Question

A roller coaster car has a mass of 290. kilograms. Starting from rest, the car acquires

3.13 × 10^5 joules of kinetic energy as it descends to the bottom of a hill in 5.3 seconds.

Calculate the magnitude of the average acceleration of the roller coaster car as it descends to the bottom
of the hill. [Show all work, including the equation and substitution with units.]

Answer 1

The magnitude of the average acceleration of the roller coaster car as it descends to the bottom of the hill is 76.33 m/s².

Step-by-step explanation:

To calculate the magnitude of the average acceleration of the roller coaster car as it descends to the bottom of the hill, we can use the equation: acceleration = (change in velocity) / (time)

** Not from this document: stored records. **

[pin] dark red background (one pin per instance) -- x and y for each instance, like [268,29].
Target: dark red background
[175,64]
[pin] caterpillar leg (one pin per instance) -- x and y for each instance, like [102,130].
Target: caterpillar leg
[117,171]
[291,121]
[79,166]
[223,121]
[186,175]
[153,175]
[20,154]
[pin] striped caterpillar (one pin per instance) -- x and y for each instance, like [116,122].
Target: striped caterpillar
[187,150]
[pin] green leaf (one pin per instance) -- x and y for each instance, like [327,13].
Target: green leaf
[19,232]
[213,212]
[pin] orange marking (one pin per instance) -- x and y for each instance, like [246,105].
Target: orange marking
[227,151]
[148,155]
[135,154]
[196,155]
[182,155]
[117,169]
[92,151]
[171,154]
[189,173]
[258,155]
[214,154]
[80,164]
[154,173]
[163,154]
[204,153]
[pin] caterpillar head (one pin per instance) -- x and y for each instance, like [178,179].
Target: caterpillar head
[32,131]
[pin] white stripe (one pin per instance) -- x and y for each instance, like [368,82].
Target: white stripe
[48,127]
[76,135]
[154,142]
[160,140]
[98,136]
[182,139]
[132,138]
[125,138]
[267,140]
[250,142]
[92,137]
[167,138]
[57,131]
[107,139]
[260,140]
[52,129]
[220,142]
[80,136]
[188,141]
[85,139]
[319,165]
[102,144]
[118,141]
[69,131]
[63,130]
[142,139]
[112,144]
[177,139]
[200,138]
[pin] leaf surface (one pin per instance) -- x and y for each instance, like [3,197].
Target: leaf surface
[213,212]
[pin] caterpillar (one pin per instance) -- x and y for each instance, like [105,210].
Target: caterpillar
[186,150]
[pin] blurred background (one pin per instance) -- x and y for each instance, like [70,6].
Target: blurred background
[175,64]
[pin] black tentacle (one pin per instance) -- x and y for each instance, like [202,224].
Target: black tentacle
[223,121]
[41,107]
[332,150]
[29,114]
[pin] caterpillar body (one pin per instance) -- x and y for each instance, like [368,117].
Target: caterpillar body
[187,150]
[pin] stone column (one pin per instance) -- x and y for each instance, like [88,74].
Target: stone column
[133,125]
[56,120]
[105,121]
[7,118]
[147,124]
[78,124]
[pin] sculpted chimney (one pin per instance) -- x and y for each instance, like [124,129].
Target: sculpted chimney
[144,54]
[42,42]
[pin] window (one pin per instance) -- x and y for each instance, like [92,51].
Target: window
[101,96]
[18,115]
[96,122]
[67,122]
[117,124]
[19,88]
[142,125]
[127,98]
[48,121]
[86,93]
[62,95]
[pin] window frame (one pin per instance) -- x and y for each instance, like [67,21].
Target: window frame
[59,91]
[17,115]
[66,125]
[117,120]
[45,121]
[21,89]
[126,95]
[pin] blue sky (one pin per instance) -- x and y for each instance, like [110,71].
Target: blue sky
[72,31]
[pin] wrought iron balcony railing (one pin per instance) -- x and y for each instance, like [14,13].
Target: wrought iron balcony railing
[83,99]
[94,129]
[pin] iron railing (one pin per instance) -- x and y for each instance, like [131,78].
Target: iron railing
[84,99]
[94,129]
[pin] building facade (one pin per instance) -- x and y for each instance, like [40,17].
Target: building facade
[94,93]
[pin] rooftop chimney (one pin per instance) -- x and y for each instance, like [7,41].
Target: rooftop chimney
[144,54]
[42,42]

From the given information, we know that the car acquires 3.13 × 10^5 joules of kinetic energy. We can use this to calculate the change in velocity using the equation: change in velocity = sqrt((2 * kinetic energy) / mass)

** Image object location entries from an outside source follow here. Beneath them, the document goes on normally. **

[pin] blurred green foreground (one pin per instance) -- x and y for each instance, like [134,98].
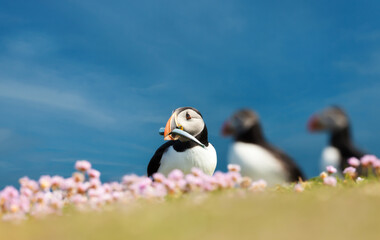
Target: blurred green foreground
[317,213]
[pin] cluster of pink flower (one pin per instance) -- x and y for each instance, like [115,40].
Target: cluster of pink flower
[369,163]
[85,191]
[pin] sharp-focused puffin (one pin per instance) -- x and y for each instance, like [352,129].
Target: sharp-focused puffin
[188,146]
[335,121]
[257,158]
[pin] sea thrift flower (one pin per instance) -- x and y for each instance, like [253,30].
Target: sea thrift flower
[78,177]
[82,165]
[359,180]
[233,168]
[175,175]
[368,160]
[350,171]
[159,177]
[245,182]
[354,162]
[92,173]
[376,164]
[298,187]
[331,169]
[330,181]
[197,172]
[323,175]
[258,186]
[45,182]
[57,182]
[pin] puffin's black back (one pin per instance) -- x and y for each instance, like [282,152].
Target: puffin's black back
[255,135]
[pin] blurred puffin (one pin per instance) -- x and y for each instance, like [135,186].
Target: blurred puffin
[257,158]
[187,147]
[341,147]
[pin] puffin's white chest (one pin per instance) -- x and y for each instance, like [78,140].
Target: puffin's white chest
[202,158]
[257,163]
[330,157]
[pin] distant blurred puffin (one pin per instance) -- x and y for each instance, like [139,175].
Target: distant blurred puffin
[341,147]
[257,158]
[187,147]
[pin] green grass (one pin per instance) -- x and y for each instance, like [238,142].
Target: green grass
[351,212]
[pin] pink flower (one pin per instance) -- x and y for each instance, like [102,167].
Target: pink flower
[330,181]
[349,170]
[197,172]
[331,169]
[233,168]
[359,180]
[354,162]
[159,177]
[57,182]
[175,175]
[82,165]
[258,186]
[92,173]
[45,182]
[376,164]
[298,187]
[368,160]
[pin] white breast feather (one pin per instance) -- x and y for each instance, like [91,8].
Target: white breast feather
[202,158]
[257,163]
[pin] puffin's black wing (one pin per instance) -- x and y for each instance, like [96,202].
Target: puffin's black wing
[155,161]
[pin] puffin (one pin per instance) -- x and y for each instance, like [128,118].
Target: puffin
[341,147]
[187,145]
[257,158]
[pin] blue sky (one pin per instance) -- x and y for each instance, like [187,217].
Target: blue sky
[95,80]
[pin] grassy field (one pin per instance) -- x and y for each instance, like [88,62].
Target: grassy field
[318,213]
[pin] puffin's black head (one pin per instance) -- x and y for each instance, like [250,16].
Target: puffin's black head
[187,119]
[331,119]
[240,122]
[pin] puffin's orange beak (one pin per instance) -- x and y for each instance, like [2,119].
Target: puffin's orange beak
[168,128]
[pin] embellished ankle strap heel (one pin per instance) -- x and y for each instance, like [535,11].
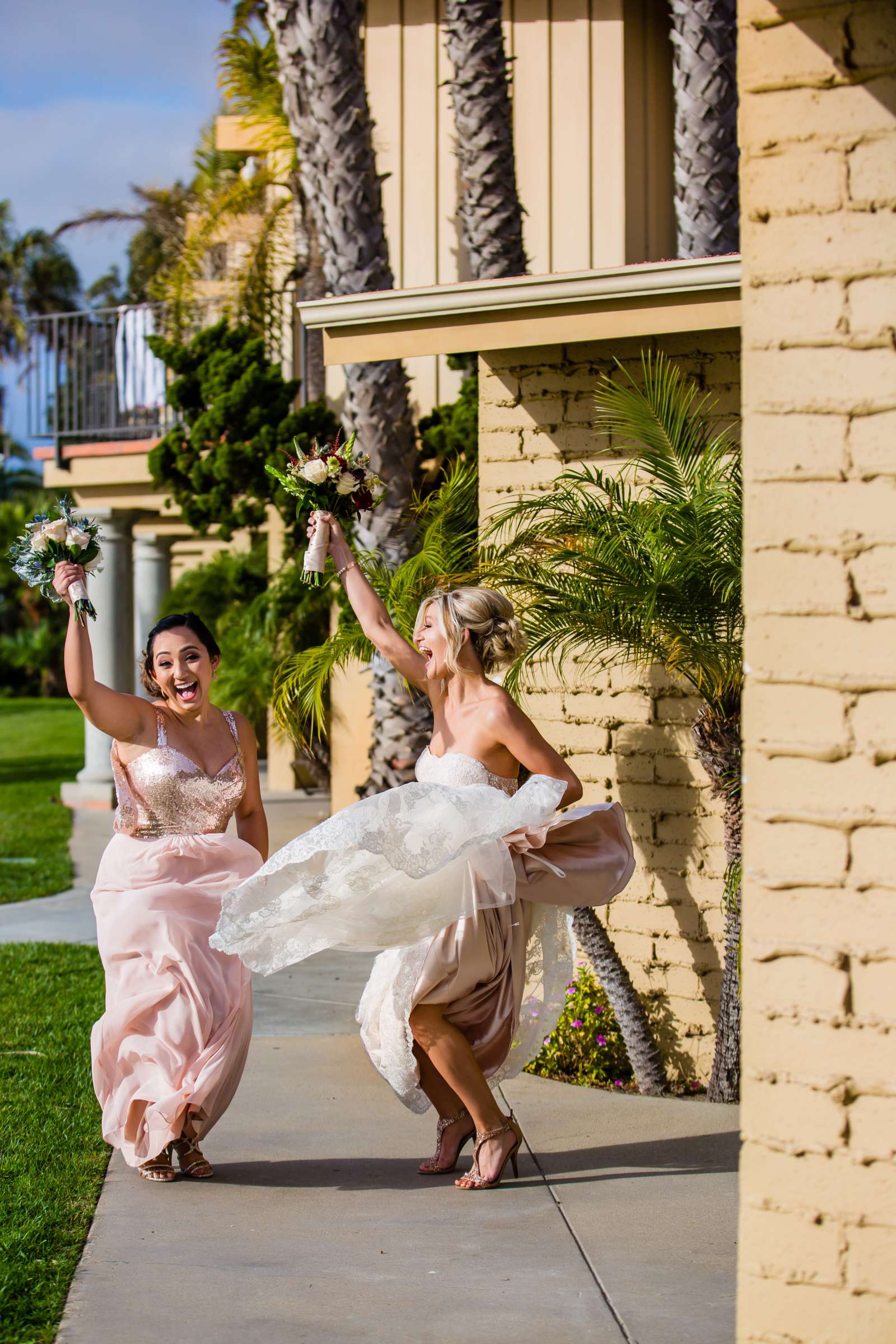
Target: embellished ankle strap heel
[432,1166]
[191,1160]
[159,1168]
[474,1179]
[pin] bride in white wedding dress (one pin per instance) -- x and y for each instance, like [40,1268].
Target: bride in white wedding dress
[463,881]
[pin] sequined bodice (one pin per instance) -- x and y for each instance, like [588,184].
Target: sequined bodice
[456,768]
[162,792]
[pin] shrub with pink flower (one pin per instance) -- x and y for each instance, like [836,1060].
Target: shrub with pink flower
[575,1053]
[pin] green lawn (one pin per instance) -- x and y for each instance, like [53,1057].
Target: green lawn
[42,743]
[52,1156]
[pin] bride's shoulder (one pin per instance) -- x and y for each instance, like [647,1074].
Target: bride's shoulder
[497,707]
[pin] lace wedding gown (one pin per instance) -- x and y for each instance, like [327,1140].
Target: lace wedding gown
[464,884]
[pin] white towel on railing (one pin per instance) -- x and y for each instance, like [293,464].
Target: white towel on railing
[139,373]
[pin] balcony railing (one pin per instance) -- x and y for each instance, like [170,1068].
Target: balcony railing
[92,377]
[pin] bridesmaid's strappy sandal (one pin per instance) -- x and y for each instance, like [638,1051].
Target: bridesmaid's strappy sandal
[157,1168]
[432,1166]
[191,1160]
[474,1177]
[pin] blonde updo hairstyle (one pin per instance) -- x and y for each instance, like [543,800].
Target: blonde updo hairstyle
[496,635]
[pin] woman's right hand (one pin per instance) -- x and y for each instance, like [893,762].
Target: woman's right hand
[335,530]
[65,576]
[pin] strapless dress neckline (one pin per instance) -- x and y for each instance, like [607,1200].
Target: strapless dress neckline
[465,756]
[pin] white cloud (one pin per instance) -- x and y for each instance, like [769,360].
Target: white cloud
[153,50]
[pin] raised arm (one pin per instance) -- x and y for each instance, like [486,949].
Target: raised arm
[370,609]
[123,717]
[251,823]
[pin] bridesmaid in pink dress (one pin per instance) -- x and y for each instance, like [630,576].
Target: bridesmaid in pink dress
[170,1050]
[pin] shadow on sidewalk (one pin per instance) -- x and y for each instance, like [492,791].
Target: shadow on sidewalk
[692,1156]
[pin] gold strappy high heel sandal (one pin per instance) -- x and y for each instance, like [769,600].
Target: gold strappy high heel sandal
[433,1168]
[474,1177]
[191,1160]
[157,1168]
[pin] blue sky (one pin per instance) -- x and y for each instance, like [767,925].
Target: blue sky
[97,95]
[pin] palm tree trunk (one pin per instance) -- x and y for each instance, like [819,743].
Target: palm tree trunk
[704,39]
[489,209]
[615,982]
[492,222]
[321,71]
[719,752]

Substituting the known values, we get: change in velocity = sqrt((2 * 3.13 × 10^5 J) / 290 kg)

Simplifying this, we find: change in velocity = 404.40 m/s

Finally, we can substitute this value and the given time into the first equation to find the average acceleration:

average acceleration = (404.40 m/s) / (5.3 s)

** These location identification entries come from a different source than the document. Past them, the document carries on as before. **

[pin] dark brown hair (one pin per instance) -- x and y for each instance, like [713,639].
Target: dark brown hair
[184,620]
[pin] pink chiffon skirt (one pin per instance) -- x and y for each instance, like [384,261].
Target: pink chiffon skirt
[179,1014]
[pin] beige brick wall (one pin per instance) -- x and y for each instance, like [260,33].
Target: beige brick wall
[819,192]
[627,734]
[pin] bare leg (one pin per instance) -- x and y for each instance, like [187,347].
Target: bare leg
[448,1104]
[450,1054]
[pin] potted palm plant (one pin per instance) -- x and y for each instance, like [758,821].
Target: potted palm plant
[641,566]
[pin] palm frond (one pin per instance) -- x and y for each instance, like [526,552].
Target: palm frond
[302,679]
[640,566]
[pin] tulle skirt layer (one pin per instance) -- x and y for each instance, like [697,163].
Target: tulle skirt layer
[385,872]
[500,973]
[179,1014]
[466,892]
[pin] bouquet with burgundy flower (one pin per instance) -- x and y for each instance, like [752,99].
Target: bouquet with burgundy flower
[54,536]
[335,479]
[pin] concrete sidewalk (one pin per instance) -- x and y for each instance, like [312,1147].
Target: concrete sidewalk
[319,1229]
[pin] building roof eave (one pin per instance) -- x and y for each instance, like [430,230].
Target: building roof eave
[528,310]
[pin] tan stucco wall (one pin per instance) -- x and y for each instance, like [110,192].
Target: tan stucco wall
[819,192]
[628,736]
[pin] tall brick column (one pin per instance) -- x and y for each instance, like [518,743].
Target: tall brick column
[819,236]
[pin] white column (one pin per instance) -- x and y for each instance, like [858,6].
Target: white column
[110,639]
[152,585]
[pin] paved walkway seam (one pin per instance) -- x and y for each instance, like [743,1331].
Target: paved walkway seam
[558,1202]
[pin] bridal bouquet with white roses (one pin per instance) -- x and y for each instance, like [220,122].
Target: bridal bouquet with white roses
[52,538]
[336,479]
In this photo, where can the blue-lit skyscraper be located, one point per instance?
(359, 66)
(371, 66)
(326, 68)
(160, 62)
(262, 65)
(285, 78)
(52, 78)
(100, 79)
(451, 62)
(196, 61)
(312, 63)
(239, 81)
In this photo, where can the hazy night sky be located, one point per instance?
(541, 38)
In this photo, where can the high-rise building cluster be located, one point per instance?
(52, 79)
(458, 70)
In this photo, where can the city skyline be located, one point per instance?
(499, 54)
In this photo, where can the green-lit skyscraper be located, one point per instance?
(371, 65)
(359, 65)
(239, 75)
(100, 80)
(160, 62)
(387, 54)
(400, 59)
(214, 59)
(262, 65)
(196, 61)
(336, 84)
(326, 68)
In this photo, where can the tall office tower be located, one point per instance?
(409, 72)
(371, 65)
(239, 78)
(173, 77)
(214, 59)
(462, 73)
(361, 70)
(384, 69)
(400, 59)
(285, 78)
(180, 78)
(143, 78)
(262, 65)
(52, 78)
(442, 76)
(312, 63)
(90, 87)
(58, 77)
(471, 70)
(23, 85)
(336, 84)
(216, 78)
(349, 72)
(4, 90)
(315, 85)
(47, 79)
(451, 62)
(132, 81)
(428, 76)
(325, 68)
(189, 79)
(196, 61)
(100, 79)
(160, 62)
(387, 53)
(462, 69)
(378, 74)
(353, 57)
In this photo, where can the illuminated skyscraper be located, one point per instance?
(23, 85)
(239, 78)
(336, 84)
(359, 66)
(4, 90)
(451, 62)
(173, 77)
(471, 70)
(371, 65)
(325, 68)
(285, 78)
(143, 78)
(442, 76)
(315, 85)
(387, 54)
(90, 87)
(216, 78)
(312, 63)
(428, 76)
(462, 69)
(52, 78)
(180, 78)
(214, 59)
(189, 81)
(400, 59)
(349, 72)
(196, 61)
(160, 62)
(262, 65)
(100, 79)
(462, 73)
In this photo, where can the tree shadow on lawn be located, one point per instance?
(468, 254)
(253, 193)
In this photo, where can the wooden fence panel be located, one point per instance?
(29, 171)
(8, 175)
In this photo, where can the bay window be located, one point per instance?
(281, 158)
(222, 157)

Calculating this, we get: average acceleration = 76.33 m/s²

Answer 2

The answer is 8.8 m/s^2. The acceleration (a) is the change in velocity (v) in time (t): a=Δv/t. Δv=v2-v1. Since the car starts from the rest, v1=0 m/s. The final velocity (v2) can be calculated from kinetic energy (KE) and the mass (m) of the car since KE=1/2*m*v2^2. From here: v2^2=2KE/m. v2=√(2KE/m). KE=3.13×10^5 J=3.13×10^5 kg*m^2/s^2, m=290 kg. v2=√(2*3.13×10^5 kg*m^2/s^2/290 kg)=√(2,158.62 m^2/s^2)=46.5 m/s. So, Δv=v2-v1=46.5 m/s - 0 m/s= 46.5 m/s. Now, we have Δv = 46.5 m/s and t=5.3 s, so the acceleration is: a=Δv/t=46.5 m/s/5.3 s = 8.8 m/s^2.